The rush to buy ahead of the introduction of a 3% Stamp Duty surcharge last year has skewed the data somewhat. However, experts from Connells say that government measures, designed to reduce buy-to-let growth, are already putting off private landlords.
Smaller margins, higher tax bracket
Although government calculations estimate that 82% of landlords are not paying more under the new rules, many private landlords have found themselves bumped into a higher tax bracket. To continue to make a steady yield from their property, the National Landlords Association (NLA) says their rents will have to increase by 11%.

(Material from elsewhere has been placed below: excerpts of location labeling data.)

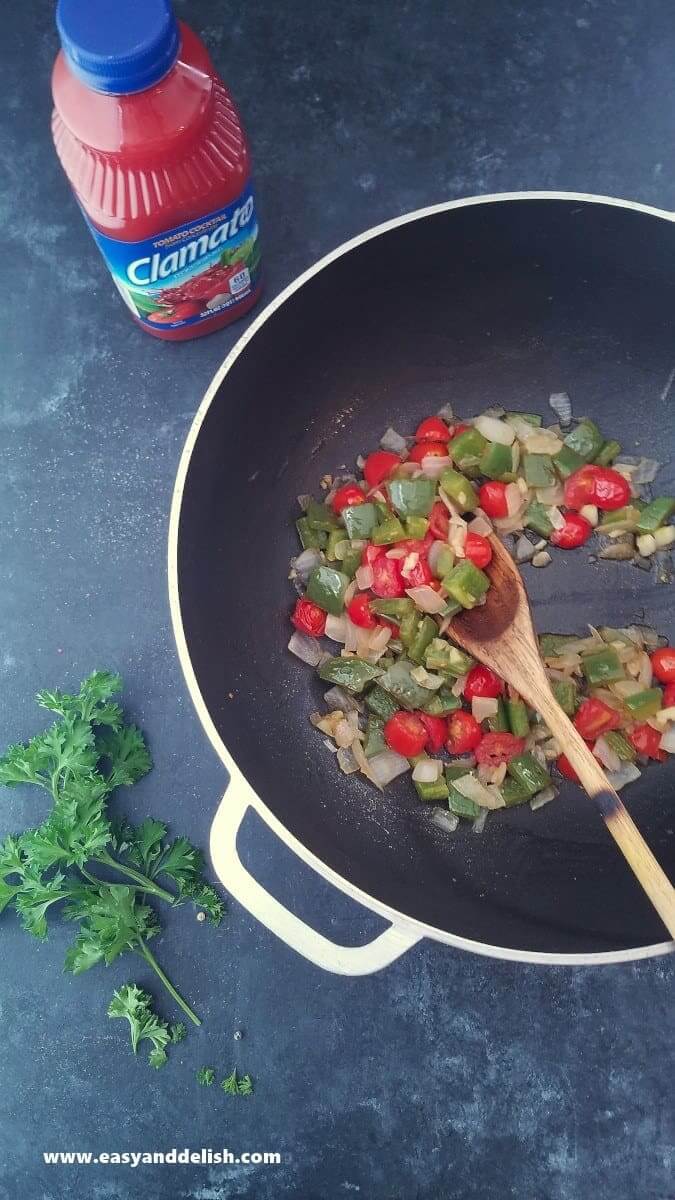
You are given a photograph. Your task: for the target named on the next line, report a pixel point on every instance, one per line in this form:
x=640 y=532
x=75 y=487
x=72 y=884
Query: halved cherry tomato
x=346 y=497
x=497 y=748
x=491 y=498
x=663 y=664
x=436 y=731
x=428 y=450
x=309 y=618
x=601 y=486
x=406 y=733
x=574 y=532
x=370 y=553
x=387 y=581
x=378 y=466
x=438 y=521
x=358 y=611
x=478 y=549
x=482 y=682
x=434 y=429
x=464 y=732
x=593 y=717
x=646 y=741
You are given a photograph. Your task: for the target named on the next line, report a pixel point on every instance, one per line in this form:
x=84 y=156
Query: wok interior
x=495 y=304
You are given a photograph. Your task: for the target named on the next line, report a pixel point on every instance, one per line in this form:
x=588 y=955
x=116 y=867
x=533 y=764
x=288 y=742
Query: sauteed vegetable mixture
x=390 y=556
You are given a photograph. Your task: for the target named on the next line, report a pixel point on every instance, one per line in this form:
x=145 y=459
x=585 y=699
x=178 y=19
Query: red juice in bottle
x=154 y=150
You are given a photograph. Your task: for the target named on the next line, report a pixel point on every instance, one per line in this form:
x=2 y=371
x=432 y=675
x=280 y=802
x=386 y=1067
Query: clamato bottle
x=154 y=150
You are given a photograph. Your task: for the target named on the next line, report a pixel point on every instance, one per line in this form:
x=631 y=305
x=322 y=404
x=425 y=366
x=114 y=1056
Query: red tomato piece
x=593 y=718
x=378 y=466
x=434 y=429
x=309 y=618
x=346 y=497
x=387 y=581
x=497 y=748
x=428 y=450
x=406 y=733
x=574 y=532
x=663 y=664
x=482 y=682
x=370 y=553
x=436 y=731
x=464 y=732
x=601 y=486
x=358 y=611
x=438 y=521
x=491 y=498
x=478 y=550
x=646 y=741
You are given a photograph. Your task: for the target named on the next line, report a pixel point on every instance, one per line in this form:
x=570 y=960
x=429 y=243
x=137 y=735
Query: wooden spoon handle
x=617 y=820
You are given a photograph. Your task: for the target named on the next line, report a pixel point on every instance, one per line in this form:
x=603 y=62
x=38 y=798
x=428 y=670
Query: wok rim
x=237 y=777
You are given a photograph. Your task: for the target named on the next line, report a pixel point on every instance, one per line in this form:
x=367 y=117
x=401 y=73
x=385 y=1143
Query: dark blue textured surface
x=447 y=1075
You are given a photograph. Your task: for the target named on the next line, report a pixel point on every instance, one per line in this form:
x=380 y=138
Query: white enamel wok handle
x=347 y=960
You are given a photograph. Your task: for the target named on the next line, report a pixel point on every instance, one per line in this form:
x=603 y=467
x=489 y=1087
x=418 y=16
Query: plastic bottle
x=155 y=154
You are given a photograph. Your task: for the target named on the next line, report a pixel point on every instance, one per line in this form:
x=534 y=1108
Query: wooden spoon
x=501 y=635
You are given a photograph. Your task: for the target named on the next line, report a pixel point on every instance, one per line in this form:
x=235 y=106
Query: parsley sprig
x=81 y=760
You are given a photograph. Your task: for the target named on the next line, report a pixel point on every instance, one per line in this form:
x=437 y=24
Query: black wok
x=490 y=301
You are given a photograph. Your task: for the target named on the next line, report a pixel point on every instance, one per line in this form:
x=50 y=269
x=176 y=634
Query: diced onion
x=387 y=766
x=495 y=430
x=428 y=771
x=426 y=599
x=305 y=648
x=483 y=707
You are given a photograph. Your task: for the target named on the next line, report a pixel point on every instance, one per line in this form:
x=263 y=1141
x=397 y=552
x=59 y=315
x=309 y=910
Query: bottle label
x=189 y=274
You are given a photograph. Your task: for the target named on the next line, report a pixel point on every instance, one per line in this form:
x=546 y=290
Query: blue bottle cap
x=118 y=46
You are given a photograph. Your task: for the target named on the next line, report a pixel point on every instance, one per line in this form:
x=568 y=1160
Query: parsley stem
x=147 y=885
x=150 y=958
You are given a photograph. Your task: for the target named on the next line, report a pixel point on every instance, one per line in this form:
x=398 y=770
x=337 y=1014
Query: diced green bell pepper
x=327 y=588
x=375 y=741
x=499 y=723
x=400 y=684
x=320 y=516
x=359 y=520
x=496 y=461
x=644 y=703
x=444 y=562
x=389 y=532
x=442 y=702
x=518 y=721
x=412 y=497
x=608 y=454
x=537 y=519
x=567 y=461
x=425 y=631
x=565 y=691
x=348 y=672
x=459 y=490
x=381 y=702
x=529 y=773
x=466 y=583
x=602 y=666
x=447 y=659
x=621 y=745
x=310 y=539
x=656 y=514
x=437 y=791
x=538 y=469
x=466 y=449
x=416 y=527
x=586 y=439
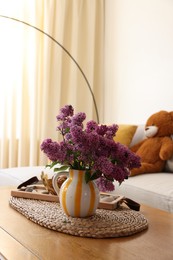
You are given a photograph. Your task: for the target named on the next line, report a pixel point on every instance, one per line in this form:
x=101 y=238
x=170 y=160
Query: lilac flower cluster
x=91 y=148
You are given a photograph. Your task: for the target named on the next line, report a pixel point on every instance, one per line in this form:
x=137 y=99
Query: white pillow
x=169 y=163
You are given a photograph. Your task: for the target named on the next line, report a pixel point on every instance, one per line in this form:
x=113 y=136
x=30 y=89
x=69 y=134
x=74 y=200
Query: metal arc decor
x=66 y=51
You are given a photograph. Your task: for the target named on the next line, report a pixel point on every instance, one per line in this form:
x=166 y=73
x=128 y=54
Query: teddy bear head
x=159 y=124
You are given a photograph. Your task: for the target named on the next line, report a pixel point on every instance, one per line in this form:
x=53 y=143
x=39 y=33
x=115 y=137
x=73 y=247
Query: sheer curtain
x=38 y=77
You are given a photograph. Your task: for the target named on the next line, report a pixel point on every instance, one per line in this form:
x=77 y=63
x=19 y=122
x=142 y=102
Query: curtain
x=38 y=77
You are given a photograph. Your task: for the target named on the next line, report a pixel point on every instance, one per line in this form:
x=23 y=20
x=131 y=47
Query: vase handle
x=54 y=180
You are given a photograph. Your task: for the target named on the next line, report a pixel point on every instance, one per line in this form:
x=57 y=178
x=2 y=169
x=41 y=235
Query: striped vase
x=78 y=198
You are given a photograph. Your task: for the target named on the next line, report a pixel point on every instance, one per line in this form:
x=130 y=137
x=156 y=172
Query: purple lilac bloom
x=66 y=111
x=91 y=126
x=78 y=119
x=92 y=148
x=104 y=185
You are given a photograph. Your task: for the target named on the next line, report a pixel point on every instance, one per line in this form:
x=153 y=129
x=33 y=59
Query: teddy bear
x=157 y=147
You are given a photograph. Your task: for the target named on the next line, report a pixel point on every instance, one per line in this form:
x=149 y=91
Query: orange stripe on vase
x=64 y=193
x=92 y=198
x=78 y=193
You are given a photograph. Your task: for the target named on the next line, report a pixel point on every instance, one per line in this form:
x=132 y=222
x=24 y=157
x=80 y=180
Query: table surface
x=21 y=238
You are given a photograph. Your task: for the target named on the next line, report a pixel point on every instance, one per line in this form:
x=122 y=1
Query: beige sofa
x=153 y=189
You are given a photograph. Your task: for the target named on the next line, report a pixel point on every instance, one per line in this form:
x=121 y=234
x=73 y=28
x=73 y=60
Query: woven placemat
x=105 y=223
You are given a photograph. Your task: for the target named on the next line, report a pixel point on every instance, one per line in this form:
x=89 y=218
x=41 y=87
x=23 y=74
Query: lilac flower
x=91 y=148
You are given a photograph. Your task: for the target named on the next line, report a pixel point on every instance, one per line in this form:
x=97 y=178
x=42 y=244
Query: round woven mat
x=105 y=223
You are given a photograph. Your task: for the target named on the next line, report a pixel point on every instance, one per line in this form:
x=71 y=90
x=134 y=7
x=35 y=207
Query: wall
x=138 y=59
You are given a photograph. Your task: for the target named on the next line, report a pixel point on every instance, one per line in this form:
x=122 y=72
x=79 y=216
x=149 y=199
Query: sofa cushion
x=125 y=134
x=155 y=190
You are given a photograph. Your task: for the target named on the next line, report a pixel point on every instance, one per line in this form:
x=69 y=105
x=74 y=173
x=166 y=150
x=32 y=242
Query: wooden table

As an alternative to rent hikes, some landlords have opted to remortgage in a bid to reduce their monthly repayments and get better rates. The scale of this trend is shown in the proportion of valuations conducted for remortgage applications, which has jumped from just 6% of valuations in 2012 to 11% in 2016-17.
Long-term impacts
Private landlords must be alert to the potential fallout from these new trends. As fewer landlords enter the market, rents may rise again. While this is good news for the 21% of landlords the NLA says make no profit, too much pressure on tenants could result in missed payments or defaults. Managing the situation will be key to ensuring a steady cash flow while the market settles.
Similarly, reducing monthly mortgage repayments and seeking a new deal may ease short-term pressure. But if interest rates rise from their current low point, so will those bills – something that must be factored into long-term forecasts.